Une décennie plus tard, le tournage du film Germinal (1993) de Claude Berri permettra de rassembler quelque huit mille figurant·es, dont la plupart étaient d’anciens mineurs. « On était de vraies stars », raconte Edmond Pruzack, 74 ans, devant les grilles de l’ancienne fosse d’Arenberg qui a accueilli le tournage. D’origine polonaise comme des milliers d’autres mineurs, Edmond a passé 25 ans dans les entrailles de la mine et les huit dernières années au fond du puits d’Arenberg. À ses côtés, son ami Aimable Patin a lui aussi figuré dans Germinal. « Après le tournage, on a monté une association, sinon on rentrait chacun chez nous », explique-t-il. Aimable est né dans les corons en face de la fosse. À 74 ans, dont 27 ans au fond du puits de la fosse d’Arenberg, il explique être atteint de la silicose.

Edmond et lui sont guides sur le site d’Arenberg, dont les vestiges sont enrichis des décors de Germinal. « Avant ma retraite en 1998, je ne disais pas que j’avais fait ce métier. Mais le regard a changé, maintenant, je me présente comme ancien mineur », affirme Edmond. Depuis le bout de son jardin, il voit un terril. « Ça vallonne le plat pays, c’est joli. Il y a quatre ou cinq ans, je suis monté tout en haut avec mon petit-fils. »

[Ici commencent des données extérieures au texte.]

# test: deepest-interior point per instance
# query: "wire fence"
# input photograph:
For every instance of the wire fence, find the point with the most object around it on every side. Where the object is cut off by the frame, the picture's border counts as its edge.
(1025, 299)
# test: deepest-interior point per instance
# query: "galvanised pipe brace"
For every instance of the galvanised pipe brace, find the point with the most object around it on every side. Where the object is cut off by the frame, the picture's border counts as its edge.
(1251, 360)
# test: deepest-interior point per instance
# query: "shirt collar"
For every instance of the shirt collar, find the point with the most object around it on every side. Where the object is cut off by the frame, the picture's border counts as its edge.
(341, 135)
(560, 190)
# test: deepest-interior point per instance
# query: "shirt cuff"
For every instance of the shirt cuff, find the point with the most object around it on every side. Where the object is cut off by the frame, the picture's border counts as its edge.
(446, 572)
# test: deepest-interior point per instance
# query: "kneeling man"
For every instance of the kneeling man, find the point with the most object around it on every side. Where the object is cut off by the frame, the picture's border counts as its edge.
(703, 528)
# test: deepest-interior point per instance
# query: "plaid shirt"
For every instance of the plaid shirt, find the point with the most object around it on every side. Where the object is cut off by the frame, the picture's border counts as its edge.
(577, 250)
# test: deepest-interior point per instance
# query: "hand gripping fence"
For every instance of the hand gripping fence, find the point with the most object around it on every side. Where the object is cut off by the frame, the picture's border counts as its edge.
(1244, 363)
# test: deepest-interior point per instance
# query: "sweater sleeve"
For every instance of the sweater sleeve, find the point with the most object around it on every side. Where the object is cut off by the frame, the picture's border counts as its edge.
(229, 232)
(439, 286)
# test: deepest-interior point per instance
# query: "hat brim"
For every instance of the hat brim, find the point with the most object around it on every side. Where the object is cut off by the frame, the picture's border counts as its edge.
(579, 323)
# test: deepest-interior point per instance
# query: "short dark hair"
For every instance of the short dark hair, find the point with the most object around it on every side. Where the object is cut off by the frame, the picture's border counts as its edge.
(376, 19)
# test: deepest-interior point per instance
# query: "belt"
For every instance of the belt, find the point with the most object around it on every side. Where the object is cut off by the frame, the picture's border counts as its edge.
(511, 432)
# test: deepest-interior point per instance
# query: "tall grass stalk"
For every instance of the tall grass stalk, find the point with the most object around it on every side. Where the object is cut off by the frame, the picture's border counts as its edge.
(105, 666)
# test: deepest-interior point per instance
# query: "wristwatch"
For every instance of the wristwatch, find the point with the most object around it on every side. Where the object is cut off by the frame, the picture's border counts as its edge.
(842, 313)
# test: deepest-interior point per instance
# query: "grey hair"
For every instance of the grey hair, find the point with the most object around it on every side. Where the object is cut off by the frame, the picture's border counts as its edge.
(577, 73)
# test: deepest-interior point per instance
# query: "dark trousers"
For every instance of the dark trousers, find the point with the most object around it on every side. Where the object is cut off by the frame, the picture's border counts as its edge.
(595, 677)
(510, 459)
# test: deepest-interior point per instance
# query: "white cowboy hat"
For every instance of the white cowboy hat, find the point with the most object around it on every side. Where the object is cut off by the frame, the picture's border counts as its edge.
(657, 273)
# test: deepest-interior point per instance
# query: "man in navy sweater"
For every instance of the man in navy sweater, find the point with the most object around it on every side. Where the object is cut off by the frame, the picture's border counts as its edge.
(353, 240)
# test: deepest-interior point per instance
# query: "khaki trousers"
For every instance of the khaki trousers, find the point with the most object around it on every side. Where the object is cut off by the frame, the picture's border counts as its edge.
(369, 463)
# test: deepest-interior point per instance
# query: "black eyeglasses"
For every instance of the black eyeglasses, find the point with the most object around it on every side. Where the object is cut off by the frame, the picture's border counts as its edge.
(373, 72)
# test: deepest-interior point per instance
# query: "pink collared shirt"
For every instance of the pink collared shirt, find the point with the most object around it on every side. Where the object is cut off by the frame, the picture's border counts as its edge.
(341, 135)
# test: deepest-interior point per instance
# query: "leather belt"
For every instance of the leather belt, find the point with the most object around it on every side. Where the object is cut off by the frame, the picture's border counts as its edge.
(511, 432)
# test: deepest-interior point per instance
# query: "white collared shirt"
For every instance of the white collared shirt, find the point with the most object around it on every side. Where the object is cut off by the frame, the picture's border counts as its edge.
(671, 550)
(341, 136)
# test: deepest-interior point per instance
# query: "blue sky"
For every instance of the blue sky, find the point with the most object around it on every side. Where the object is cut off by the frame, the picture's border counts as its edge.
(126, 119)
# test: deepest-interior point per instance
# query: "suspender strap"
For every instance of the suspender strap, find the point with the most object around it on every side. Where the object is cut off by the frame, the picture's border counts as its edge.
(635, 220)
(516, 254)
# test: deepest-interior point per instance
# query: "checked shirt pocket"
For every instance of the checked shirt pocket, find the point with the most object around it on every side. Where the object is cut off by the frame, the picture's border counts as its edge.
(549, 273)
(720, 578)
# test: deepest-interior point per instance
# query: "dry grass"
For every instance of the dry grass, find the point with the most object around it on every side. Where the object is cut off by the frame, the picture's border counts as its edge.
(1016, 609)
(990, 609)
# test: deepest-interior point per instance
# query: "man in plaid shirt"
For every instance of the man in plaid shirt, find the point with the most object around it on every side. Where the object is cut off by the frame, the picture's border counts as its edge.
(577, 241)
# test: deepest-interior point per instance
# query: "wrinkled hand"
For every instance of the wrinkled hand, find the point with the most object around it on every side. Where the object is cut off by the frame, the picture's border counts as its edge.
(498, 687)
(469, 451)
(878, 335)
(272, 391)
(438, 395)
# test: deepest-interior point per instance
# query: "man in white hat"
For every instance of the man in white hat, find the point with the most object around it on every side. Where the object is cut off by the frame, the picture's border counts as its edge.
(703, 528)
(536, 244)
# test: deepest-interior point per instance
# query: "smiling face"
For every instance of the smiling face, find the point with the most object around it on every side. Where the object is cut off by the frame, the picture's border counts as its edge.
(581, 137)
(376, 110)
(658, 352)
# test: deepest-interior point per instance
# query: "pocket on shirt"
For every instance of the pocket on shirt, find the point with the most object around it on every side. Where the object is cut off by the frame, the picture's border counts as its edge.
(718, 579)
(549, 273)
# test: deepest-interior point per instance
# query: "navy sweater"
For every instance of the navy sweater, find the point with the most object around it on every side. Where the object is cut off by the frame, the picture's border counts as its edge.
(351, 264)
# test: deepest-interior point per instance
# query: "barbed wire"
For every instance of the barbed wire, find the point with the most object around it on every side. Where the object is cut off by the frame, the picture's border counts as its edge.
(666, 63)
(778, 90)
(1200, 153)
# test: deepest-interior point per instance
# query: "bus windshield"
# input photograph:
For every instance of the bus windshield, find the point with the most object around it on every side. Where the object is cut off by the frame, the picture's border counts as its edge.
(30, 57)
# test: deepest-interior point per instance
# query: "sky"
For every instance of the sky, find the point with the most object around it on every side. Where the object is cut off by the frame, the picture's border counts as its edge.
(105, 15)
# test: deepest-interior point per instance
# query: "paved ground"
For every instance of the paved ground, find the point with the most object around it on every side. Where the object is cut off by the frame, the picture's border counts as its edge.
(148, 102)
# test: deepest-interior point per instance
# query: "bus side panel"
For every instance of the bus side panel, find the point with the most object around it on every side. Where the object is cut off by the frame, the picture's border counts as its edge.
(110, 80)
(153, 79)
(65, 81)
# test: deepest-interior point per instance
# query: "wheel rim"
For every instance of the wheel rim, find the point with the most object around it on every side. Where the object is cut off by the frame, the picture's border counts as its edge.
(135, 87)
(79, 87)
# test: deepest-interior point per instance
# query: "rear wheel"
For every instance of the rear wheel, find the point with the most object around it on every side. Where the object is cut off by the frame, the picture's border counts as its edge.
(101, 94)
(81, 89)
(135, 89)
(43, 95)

Aimable Patin et Edmond Pruzack, devant la fosse d’Arenberg où ils ont tous les deux travaillé une trentaine d’années, dans le Nord. © Jeanne Fourneau

« On sait d’où l’on vient pour mieux construire la suite »

À Loos-en-Gohelle, au pied des deux terrils désignés comme « les jumeaux », en raison de leur proximité, la fosse 11/19 est réinvestie depuis 1998 par Culture commune, la scène nationale du Bassin minier. Derrière les briques rouges de l’ancienne « salle des pendus » – où les mineurs suspendaient au plafond leurs vêtements de civils -, la scène de théâtre a remplacé les douches. Le 9 mai dernier, sept jeunes danseur·euses amateur·rices de la région s’y réunissaient pour un projet participatif autour de l’adolescence, le spectacle filmé Rock the Casbah. « Ici, l’histoire se rappelle à nous par les terrils, les chevalements… », explique Florine François, chargée de communication de Culture commune depuis 2019. Les terrils se dessinent derrière la fenêtre de son bureau, à deux pas de la cité minière dite des Provinces. « Dans notre projet, on ne met pas spécifiquement en avant les mines, mais on veut valoriser le patrimoine des cités minières et amener la culture sur le territoire du Bassin minier », ajoute-t-elle.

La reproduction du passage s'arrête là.